そりゃ、洪水になるほどの大雨は困るんだけど、静かな夜の街に響く雨音を聞くのは心地いい。まるで天から落ちてくる滴が、地面や屋根を叩いて音楽を奏でているような、そんな気分になる。

 今夜はちょうど僕好みの雨の夜だった。

 雨粒が屋根を叩く音をBGMに、僕は数学の問題集を解いている。

 気分がいいと、問題を解く手も速くなるから不思議だ。

 ほら、普段なら五分はかかるような問題が、たったの三分で解けてしまった。

「毎日が雨だったら、僕の成績はうなぎ登りだな」

 誰に言うともなく、僕は一人つぶやいた。満足感と共に天井を仰ぎ、蛍光灯の光にに惹かれた小さな蛾がぱたぱたと羽ばたくのをボンヤリと見ていた。


 次の瞬間、家全体が揺れる程の大音響と共に、部屋の灯りが消えた。


 文明の力で煌々と照らされていた室内は、一瞬にして深い闇に包まれる。

「な、なんだっ!? 落雷かっ!?」

 落雷にしてはその前に窓の外が明るくならなかったな、などと思いながら、真っ暗な部屋の中でじっと停電が復旧するのを待つ。

 その時、僕の頬にぽつりと冷たい滴が当たった。

「あれ? 雨漏り……にしてはえらく量が多いな」

 天井を見上げると、濃い闇の中に少し明るい闇があって、どうやら天井に大穴が空いているのが見て取れた。どうやら、さっきの落雷はうちを直撃したらしい。

「参ったなぁ……父さんも母さんも旅行で居ないってのに……。物置にブルーシートか何かあったっけ」

 唐突に部屋の蛍光灯が点灯した。闇に慣れきった僕の目に白い光が突き刺さる。僕は思わず目を閉じたが、その前に一瞬見えた『それ』に気づいてしまった。


 『それ』は人の形をしていた。


 ……ちょっと待て。人だって? 

 僕は恐る恐る目を開ける。

 部屋の真ん中で、僕と同い年くらいの女の子が目を回してぶっ倒れていた。当然、僕の知らない顔だ。
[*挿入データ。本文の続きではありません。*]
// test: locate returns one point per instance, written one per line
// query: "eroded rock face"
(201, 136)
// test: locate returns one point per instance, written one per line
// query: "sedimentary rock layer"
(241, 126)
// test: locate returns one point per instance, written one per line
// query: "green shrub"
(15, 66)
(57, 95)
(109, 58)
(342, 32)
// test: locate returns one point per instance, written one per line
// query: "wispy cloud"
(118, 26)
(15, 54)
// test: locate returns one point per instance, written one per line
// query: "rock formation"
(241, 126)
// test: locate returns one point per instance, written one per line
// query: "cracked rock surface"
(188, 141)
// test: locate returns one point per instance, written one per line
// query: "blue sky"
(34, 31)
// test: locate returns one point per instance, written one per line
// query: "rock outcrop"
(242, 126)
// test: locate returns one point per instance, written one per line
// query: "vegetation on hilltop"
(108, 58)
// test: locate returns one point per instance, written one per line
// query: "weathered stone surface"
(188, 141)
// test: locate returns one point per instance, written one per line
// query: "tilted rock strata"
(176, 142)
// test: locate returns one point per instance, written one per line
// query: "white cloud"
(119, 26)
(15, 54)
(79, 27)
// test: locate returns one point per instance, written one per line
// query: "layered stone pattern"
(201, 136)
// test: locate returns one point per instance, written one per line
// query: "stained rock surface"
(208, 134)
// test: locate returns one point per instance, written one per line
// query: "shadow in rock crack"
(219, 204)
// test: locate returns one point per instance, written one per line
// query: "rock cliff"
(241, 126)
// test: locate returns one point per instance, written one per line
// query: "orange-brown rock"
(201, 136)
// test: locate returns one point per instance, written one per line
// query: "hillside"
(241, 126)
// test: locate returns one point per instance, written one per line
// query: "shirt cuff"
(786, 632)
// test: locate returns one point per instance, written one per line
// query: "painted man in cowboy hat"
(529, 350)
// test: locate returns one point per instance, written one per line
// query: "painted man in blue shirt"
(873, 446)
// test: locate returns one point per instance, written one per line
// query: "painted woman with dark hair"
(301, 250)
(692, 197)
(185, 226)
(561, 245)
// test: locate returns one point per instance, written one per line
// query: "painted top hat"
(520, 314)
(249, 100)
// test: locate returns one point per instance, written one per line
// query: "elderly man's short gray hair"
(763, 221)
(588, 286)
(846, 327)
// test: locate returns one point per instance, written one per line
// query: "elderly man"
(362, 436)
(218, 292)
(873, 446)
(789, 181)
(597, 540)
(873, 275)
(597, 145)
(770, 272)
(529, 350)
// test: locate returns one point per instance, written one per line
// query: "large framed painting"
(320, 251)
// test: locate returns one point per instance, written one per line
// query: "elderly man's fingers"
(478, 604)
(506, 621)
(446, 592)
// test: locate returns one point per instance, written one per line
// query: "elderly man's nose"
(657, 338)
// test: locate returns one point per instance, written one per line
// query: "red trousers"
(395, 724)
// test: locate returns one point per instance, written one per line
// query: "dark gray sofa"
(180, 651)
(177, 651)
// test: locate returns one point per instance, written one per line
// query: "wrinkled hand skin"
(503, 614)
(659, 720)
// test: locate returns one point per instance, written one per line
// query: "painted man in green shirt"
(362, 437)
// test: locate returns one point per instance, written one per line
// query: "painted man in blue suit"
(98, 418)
「……これはあれだ、きっと夢だな。早く夢から覚めないと……」

 僕は部屋の隅に置いてあった極厚の月刊マンガ雑誌を手に取ると、その角で少女の後頭部を思いきりぶん殴った。

「いった――っ! はっ、ここはどこですかっ! なんか後ろ頭がズキズキしますっ!」

「それはうちの天井をぶち破ったときの痛みだろうね。目は醒めたかい?」

「はいっ! もうばっちり。で、何でわたしはこんな小汚い部屋に居るんでしょうか?」

「小汚くなったのは君のせいだろ! 人んちの屋根ぶち破って登場なんて、マンガやアニメじゃあるまいし!」

 僕はその少女の失敬さ加減に、もう一度後頭部を強打してやろうかという思いに囚われそうになったが、ぐっと我慢してまだ後頭部をさすっている少女をじっくりと観察した。

 座り込んでいるのでよく分からないが、背は僕より頭一つくらい低いだろうか。

 ストレートの黒髪は艶やかで、腰のあたりまで伸びているが、雨に濡れた上に天上を破壊したときについたのだろう細かい木くずやらなんやらで悲惨な状態だ。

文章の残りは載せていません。